El alza del 23% al salario mínimo en Colombia impulsa el salario mínimo vital y genera críticas gremiales

El Gobierno de Colombia decretó un aumento del 23% al salario mínimo para 2026, fijándolo en $1.750.905 mensuales, e introdujo formalmente el concepto de salario mínimo vital como una manera de alinear el ingreso básico con el costo real de la canasta familiar. A diferencia de la metodología tradicional, que se basa principalmente en inflación y productividad, la noción de salario mínimo vital incorpora variables vinculadas al costo de los bienes y servicios esenciales que necesita una familia para vivir con dignidad, incluyendo alimentación, vivienda, salud, educación y transporte. Este enfoque ha sido defendido por el Gobierno como un avance social para mejorar el poder adquisitivo en un contexto de presiones de precio y demandas por mayor equidad salarial.

El salario mínimo vital para 2026 se estableció a través de decreto, después de que la mesa de concertación laboral no lograra un consenso entre representantes de empleadores y trabajadores.
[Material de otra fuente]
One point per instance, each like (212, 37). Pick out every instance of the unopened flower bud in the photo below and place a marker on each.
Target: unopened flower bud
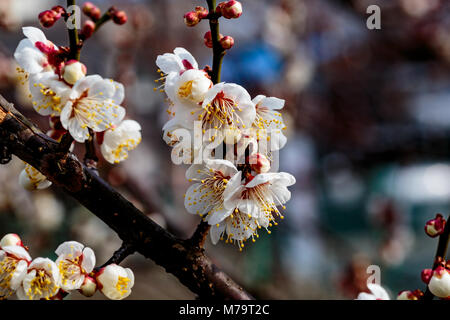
(115, 282)
(11, 239)
(191, 18)
(59, 10)
(208, 39)
(439, 284)
(231, 9)
(410, 295)
(231, 135)
(227, 42)
(259, 163)
(120, 17)
(91, 10)
(435, 227)
(89, 287)
(88, 29)
(426, 275)
(201, 12)
(73, 71)
(48, 18)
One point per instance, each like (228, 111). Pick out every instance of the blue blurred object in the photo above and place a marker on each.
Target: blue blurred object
(252, 64)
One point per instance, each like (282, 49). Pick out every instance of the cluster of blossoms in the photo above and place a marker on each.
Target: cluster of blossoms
(85, 106)
(239, 193)
(44, 279)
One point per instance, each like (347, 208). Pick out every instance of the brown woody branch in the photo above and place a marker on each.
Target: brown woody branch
(179, 257)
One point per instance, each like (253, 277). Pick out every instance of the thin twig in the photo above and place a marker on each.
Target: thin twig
(441, 252)
(125, 250)
(74, 40)
(218, 51)
(199, 236)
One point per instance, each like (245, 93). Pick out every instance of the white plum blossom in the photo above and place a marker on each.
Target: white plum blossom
(73, 71)
(35, 53)
(42, 280)
(31, 179)
(206, 195)
(115, 282)
(14, 262)
(439, 284)
(10, 239)
(75, 262)
(377, 292)
(119, 140)
(49, 95)
(94, 103)
(268, 122)
(187, 89)
(226, 105)
(254, 204)
(177, 62)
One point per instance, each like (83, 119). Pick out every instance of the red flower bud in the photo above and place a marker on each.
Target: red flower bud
(259, 163)
(191, 18)
(435, 227)
(410, 295)
(202, 12)
(48, 18)
(92, 11)
(231, 9)
(120, 17)
(88, 29)
(208, 39)
(59, 10)
(227, 42)
(426, 275)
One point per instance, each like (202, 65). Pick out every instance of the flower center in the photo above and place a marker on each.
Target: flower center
(185, 90)
(70, 270)
(122, 285)
(49, 99)
(42, 286)
(7, 268)
(221, 111)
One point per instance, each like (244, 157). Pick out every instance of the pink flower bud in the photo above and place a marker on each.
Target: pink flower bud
(120, 17)
(202, 12)
(208, 39)
(48, 18)
(89, 287)
(410, 295)
(59, 10)
(92, 11)
(88, 29)
(191, 18)
(439, 284)
(73, 71)
(435, 227)
(259, 163)
(231, 9)
(11, 239)
(56, 134)
(227, 42)
(426, 275)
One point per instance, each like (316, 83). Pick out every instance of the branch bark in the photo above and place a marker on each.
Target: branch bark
(179, 257)
(440, 254)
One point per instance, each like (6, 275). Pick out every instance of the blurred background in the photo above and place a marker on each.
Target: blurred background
(368, 139)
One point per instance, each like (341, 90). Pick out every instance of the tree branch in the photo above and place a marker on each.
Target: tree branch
(125, 250)
(440, 254)
(75, 49)
(218, 51)
(188, 263)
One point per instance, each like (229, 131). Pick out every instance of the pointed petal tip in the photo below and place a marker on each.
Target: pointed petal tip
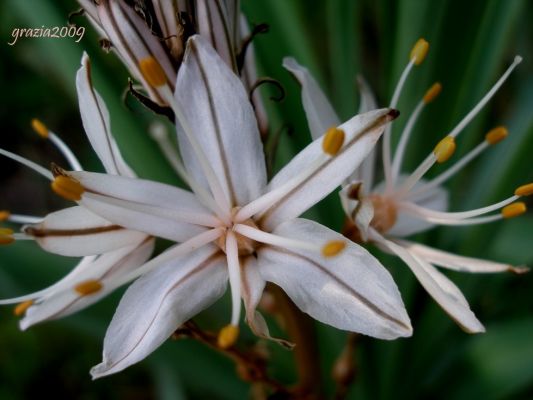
(393, 114)
(475, 329)
(99, 371)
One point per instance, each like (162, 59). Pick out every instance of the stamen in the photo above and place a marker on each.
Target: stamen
(67, 187)
(30, 164)
(4, 215)
(444, 149)
(514, 210)
(88, 287)
(524, 190)
(422, 212)
(466, 120)
(447, 148)
(39, 128)
(496, 135)
(152, 72)
(417, 55)
(261, 204)
(333, 248)
(22, 307)
(432, 93)
(234, 271)
(333, 141)
(228, 336)
(419, 51)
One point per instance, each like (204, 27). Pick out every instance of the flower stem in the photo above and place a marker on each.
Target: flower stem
(301, 330)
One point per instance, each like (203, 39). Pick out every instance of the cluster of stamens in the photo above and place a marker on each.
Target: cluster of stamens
(402, 196)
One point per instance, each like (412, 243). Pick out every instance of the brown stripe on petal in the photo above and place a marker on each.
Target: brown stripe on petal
(218, 133)
(392, 114)
(213, 257)
(363, 300)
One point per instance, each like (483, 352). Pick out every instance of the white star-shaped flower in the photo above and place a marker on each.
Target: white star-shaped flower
(405, 205)
(233, 226)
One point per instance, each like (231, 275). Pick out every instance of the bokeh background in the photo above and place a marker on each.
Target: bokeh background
(471, 45)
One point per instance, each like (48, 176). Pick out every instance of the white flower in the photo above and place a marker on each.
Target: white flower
(234, 226)
(404, 205)
(108, 251)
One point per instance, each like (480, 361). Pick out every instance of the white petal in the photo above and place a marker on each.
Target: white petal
(62, 300)
(139, 190)
(212, 23)
(144, 192)
(445, 293)
(333, 171)
(224, 123)
(319, 112)
(456, 262)
(252, 288)
(78, 232)
(95, 118)
(351, 291)
(360, 210)
(166, 224)
(84, 264)
(155, 305)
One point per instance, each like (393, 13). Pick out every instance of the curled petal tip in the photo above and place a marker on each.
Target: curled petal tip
(518, 270)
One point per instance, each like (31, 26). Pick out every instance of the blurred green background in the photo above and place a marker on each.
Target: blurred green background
(471, 45)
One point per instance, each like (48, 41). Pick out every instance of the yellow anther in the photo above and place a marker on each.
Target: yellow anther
(333, 141)
(4, 215)
(152, 72)
(333, 248)
(445, 149)
(524, 190)
(514, 210)
(88, 287)
(496, 135)
(419, 51)
(228, 336)
(67, 187)
(432, 93)
(22, 307)
(6, 236)
(39, 128)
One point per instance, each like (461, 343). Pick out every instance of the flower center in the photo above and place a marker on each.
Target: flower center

El incremento del 23% frente al salario mínimo de 2025 constituye uno de los ajustes más altos en años recientes y busca cerrar la brecha entre los ingresos laborales y las necesidades básicas, especialmente en sectores vulnerables. El Gobierno argumenta que este paso es congruente con la intención de asegurar condiciones de vida dignas más allá de simples ajustes por inflación.

No obstante, la decisión ha generado una respuesta crítica de gremios empresariales y asociaciones del sector productivo, incluidos organismos como Fenalco, Andi, Acopi y cámaras sectoriales que agrupan a varios segmentos de la economía formal. Los líderes gremiales advirtieron que un alza del 23% en el salario mínimo puede incrementar significativamente los costos laborales para las empresas, particularmente para las micro, pequeñas y medianas empresas (MiPymes), que operan con márgenes reducidos y tienen menos capacidad de absorber aumentos de gastos sin afectar su operación.

Según los críticos, este ajuste salarial se traduce no solo en mayores gastos directos de nómina, sino también en costos adicionales relacionados con aportes parafiscales, prestaciones sociales y cargas tributarias, elevando la presión sobre los recursos financieros empresariales. Estos sectores argumentan que, en un entorno económico donde muchos enfrentan presiones de inflación, altos costos de insumos y competencia global, un incremento salarial de esta magnitud podría desincentivar la contratación formal, reducir la generación de empleo y promover prácticas de empleo informal o subcontratación para sortear las cargas.

Además, los gremios señalaron que la coincidencia del aumento del salario mínimo con otras obligaciones laborales, como el reciente adelanto de la jornada nocturna y otros recargos, puede estresar aún más los costos operativos. Algunas voces empresariales han planteado la necesidad de mecanismos compensatorios, como incentivos tributarios o apoyos temporales para las MiPymes, con el fin de mitigar los efectos de la transición hacia un nivel salarial más alto.

A pesar de las críticas, representantes del Gobierno han subrayado que el propósito del salario mínimo vital es garantizar mejores condiciones de vida para los trabajadores y que los ajustes forman parte de una política salarial más amplia orientada a equilibrar la distribución de ingresos. El debate entre objetivos sociales y riesgos económicos continúa abierto, y será clave observar cómo evolucionan las decisiones empresariales en contratación, inversión y estructura de costos durante 2026.

En términos macroeconómicos, este aumento salarial de 23%, si bien busca robustecer el ingreso laboral, también plantea interrogantes sobre su impacto en la inflación, productividad y competitividad, así como en la capacidad de absorción de los sectores productivos. La implementación y sus efectos reales sobre el empleo formal y la dinámica empresarial serán aspectos centrales en la discusión económica y política del país en el año entrante.